Aboul-Gheit said the Turkish interventions are “targeting and impinging on Arab national security.” He affirmed that the pan-Arab body rejects any regional interference that “threatens the security, safety, and stability of the Arab countries.”
At the same time, the conflicting sides in Libya’s civil war have for weeks been mobilising in the lead up to a possible battle for the city of Sirte.
Sirte, the birthplace of late leader Muammar Gaddafi and a former stronghold of the Islamic State group, fell under control of the Libyan Arab Armed Forces (LAAF) in January.
Seizing Sirte would give the rival side, the Tripoli-based Government of National Accord (GNA), a chance to gain control of oil fields and facilities in the south that LAAF had earlier controlled.
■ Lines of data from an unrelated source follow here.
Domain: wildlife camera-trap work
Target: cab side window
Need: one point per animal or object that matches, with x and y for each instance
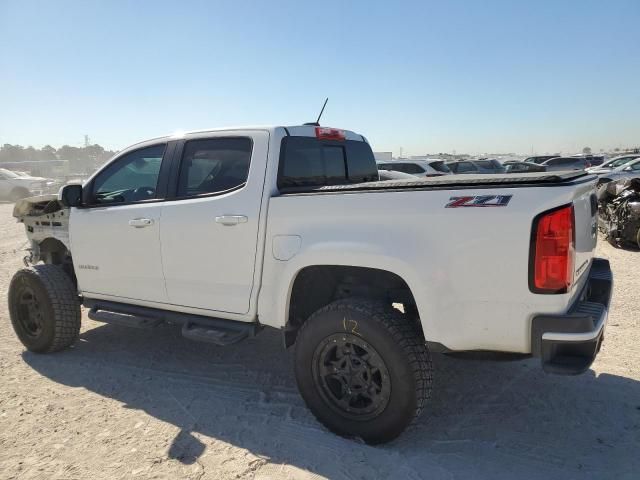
(131, 178)
(214, 165)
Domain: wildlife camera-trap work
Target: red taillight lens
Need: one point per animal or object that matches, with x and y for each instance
(324, 133)
(553, 251)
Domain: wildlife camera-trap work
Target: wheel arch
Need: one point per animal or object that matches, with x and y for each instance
(314, 286)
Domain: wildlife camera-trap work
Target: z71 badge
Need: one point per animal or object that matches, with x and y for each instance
(479, 201)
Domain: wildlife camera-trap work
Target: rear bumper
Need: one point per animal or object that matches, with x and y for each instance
(568, 343)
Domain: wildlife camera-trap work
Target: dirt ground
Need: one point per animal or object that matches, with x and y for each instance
(127, 403)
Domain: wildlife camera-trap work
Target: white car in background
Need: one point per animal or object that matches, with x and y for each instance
(433, 167)
(625, 171)
(15, 187)
(613, 164)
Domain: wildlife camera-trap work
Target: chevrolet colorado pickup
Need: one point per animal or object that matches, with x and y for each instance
(228, 231)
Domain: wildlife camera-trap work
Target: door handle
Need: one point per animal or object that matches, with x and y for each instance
(140, 222)
(230, 220)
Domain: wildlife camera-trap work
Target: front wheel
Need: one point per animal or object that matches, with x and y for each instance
(363, 369)
(44, 308)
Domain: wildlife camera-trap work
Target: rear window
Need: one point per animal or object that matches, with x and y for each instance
(307, 161)
(439, 166)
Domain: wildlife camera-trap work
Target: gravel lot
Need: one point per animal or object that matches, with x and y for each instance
(126, 403)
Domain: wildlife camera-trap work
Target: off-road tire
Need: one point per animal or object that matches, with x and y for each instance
(395, 340)
(18, 193)
(57, 308)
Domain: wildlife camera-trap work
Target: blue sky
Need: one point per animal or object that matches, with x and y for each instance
(472, 76)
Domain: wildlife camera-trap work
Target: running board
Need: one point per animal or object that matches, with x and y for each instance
(194, 327)
(123, 319)
(218, 336)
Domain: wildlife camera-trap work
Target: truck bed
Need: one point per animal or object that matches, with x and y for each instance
(455, 182)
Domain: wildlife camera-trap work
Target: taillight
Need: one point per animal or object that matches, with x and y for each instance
(552, 251)
(325, 133)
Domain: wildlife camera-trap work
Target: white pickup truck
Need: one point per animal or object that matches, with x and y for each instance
(232, 230)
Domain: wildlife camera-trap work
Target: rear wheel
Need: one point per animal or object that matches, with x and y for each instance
(363, 369)
(44, 308)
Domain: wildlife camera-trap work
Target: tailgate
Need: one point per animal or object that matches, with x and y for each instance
(585, 206)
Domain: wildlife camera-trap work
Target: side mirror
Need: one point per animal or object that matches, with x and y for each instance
(71, 195)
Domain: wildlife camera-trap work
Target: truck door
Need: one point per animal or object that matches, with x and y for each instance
(209, 233)
(115, 235)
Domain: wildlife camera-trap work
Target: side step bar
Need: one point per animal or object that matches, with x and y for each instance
(194, 327)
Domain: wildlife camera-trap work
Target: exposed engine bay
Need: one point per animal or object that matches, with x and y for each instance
(619, 212)
(46, 223)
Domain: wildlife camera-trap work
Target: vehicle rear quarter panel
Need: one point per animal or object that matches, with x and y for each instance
(466, 267)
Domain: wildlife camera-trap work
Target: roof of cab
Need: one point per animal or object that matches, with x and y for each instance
(293, 130)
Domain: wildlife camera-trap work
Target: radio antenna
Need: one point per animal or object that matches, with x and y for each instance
(317, 122)
(322, 111)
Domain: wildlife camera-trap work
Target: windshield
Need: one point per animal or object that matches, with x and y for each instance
(620, 161)
(9, 173)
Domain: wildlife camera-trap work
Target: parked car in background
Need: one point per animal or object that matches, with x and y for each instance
(558, 164)
(540, 158)
(523, 167)
(15, 187)
(613, 163)
(419, 168)
(393, 175)
(593, 160)
(625, 171)
(485, 165)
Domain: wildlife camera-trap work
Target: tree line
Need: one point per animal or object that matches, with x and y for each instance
(89, 154)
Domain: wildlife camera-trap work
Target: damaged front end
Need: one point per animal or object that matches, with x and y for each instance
(46, 224)
(619, 212)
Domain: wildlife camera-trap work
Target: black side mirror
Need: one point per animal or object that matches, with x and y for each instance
(71, 195)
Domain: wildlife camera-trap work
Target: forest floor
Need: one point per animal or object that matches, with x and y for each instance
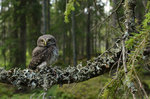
(84, 90)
But Egypt, an LAAF ally, warned last month that an attack on Sirte would trigger an Egyptian military intervention, to protect Egypt’s western border. Libya’s eastern-based Parliament has also called on Egypt to send troops if Sirte is attacked.
Libya’s parliament has called for Egypt to directly intervene in the country’s civil war to counter Turkish support for the internationally recognised GNA.
Similarly, Brigadier General Khaled Al Mahjoub of the LAAF said on Wednesday that Egypt and Libya share the same national security.
In an interview over phone with a TV programme on DMC channel, he added that the situation in Libya now is so complicated. He stressed that Turkey will lose any battle on the Libyan soil.
He added that the LAAF is ready to confront Turkey on the Libyan territories.
In a related context, the US military on Wednesday accused Russian mercenaries fighting on the side of LAAF of planting land mines and improvised explosive devices in and around the Libyan capital, Tripoli.
The US Africa Command, or AFRICOM, said verified photographic evidence shows “indiscriminately placed booby traps and minefields” around the outskirts of Tripoli and all the way east toward the strategic coastal city of Sirte since mid-June.
However, Russia’s Charge D’affaires in Libya, Jamshed Boltaev, said that Russia does not deliver weapons to Libya and does not breach the United Nations Security Council’s arms embargo, as reported by Sputnik.
Libya has been divided since 2014 between the GNA in Tripoli and a rival eastern administration in Benghazi, where LAAF has dominated.